There is no excuse for transphobia. Yet another victim of suicide reminds us that your actions aren’t harmless. When will this end? How many young people have to die before people start to understand the gravity of their actions.
I have met so many “not homophobic/transphobic” people who in the same sentence will remark, “just don’t be gay/trans around me.” Can you imagine what that does the a person? Do you realize the compounding effect these types of statements have when spoken over and over again? Do you ever reach outside of what you know and try to grasp at realities beyond your immediate existence?
Growing up gay was hard. I didn’t know who I could tell, what my friends or family members would say. I worried I’d be kicked out of my house or worse. I grew up in the time of Matthew Shepard, a time when the only LGBT kids you heard about dying did so at the hands of criminals. Wasn’t that bad enough?
Now we have LGBT persons killing themselves at the rate of 1,500 per year. Re-read that number. One thousand, five hundred, every single year. And for what? Because to them, “there’s no way out,” but death. And why? Because people who fill their heads with hatred, judgment and fear can’t help but pester and prod and provoke.
LBGT youth are 400% more likely to attempt suicide than their straight peers. 30% of LGBT you have attempted suicide by age 15. If you focus on transgendered population it get even more dire. That 30% number becomes 41%. Nearly half of all transgendered people have attempted or succeeded in committing suicide. That is nearly 900% higher than what we call average.

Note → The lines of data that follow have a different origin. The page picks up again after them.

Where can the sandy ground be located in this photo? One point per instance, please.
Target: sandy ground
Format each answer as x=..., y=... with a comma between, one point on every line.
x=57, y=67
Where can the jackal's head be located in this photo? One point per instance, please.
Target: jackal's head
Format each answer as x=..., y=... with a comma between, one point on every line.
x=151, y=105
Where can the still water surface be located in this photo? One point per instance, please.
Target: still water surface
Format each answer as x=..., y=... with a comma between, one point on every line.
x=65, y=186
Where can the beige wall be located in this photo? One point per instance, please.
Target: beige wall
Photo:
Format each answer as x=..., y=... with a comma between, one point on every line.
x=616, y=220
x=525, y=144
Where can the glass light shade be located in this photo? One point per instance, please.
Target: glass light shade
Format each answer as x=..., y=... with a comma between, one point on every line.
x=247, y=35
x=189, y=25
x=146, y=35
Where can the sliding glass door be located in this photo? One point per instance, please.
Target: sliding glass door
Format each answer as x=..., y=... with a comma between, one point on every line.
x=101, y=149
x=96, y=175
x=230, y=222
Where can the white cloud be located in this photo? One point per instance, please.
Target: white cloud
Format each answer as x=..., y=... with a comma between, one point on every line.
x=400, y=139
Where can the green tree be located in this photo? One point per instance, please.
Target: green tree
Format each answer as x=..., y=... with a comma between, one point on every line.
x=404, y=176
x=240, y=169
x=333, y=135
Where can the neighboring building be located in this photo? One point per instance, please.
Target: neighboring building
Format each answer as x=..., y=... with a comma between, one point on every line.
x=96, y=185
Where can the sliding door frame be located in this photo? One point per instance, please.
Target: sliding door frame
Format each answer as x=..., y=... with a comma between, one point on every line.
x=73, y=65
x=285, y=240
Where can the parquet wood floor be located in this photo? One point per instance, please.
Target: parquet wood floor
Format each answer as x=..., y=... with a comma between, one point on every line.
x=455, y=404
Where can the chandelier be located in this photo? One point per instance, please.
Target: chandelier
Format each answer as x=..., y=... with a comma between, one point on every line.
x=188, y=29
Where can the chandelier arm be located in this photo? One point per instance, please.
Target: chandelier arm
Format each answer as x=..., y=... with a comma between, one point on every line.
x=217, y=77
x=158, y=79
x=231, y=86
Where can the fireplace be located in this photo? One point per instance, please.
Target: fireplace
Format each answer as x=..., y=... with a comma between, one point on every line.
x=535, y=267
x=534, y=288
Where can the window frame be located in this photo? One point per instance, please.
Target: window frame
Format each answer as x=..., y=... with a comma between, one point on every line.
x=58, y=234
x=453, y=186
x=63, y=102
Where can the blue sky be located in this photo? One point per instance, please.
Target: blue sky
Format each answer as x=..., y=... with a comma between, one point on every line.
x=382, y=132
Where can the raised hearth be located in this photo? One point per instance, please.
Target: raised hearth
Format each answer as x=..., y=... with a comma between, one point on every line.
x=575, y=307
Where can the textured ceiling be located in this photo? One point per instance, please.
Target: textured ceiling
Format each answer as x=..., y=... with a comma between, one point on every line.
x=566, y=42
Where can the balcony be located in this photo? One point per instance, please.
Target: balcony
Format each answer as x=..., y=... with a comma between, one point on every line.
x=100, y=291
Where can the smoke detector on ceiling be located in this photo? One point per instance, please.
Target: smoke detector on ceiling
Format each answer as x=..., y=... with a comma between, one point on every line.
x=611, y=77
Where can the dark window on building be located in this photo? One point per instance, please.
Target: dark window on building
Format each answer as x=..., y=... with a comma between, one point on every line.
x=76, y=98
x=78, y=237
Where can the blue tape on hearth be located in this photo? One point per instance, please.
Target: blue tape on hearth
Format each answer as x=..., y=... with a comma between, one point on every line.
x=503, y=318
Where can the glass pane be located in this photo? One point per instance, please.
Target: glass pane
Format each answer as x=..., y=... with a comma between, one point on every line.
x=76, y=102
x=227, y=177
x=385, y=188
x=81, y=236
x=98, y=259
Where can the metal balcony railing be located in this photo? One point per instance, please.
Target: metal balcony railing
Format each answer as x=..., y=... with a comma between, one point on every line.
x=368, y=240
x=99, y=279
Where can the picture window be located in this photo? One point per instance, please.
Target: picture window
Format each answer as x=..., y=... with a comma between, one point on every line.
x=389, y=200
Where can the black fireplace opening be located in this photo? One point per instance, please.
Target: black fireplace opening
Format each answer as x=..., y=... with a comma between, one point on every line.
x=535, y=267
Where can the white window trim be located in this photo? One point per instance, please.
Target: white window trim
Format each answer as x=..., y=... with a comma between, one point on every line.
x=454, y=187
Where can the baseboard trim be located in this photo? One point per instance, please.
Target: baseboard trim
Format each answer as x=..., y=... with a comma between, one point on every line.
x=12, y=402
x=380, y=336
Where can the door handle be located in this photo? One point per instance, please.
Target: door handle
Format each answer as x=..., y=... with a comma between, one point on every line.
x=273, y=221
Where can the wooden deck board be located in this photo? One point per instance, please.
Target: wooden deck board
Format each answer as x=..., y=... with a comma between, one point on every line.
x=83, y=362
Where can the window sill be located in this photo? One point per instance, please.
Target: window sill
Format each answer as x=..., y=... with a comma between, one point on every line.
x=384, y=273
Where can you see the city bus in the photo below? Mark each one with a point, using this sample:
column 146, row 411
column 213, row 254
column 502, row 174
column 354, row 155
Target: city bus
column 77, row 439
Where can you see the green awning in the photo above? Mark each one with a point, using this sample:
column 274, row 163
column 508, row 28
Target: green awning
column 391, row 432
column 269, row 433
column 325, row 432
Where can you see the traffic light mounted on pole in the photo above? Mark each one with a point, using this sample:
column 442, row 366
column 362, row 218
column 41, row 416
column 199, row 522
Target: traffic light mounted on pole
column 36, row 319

I’m gay and I survived when many times I thought I wouldn’t. I struggled through elementary school, junior high and high school in the closet. It resulted in dozens of hospital visits from stress-related illnesses and there were times visions of the future faded from my view. Just like Leelah, I didn’t see any other way out. I cannot tell you how I survived my life in the closet. I felt I was cast away on an island left to fend for myself. I had no one. I feared everyone.
Today I’m so grateful for the friends with whom I surrounded myself and am blessed with a family that celebrates my existence.
We have got to stop this. I am tired of starting my mornings in tears reading news of yet another LGBT suicide.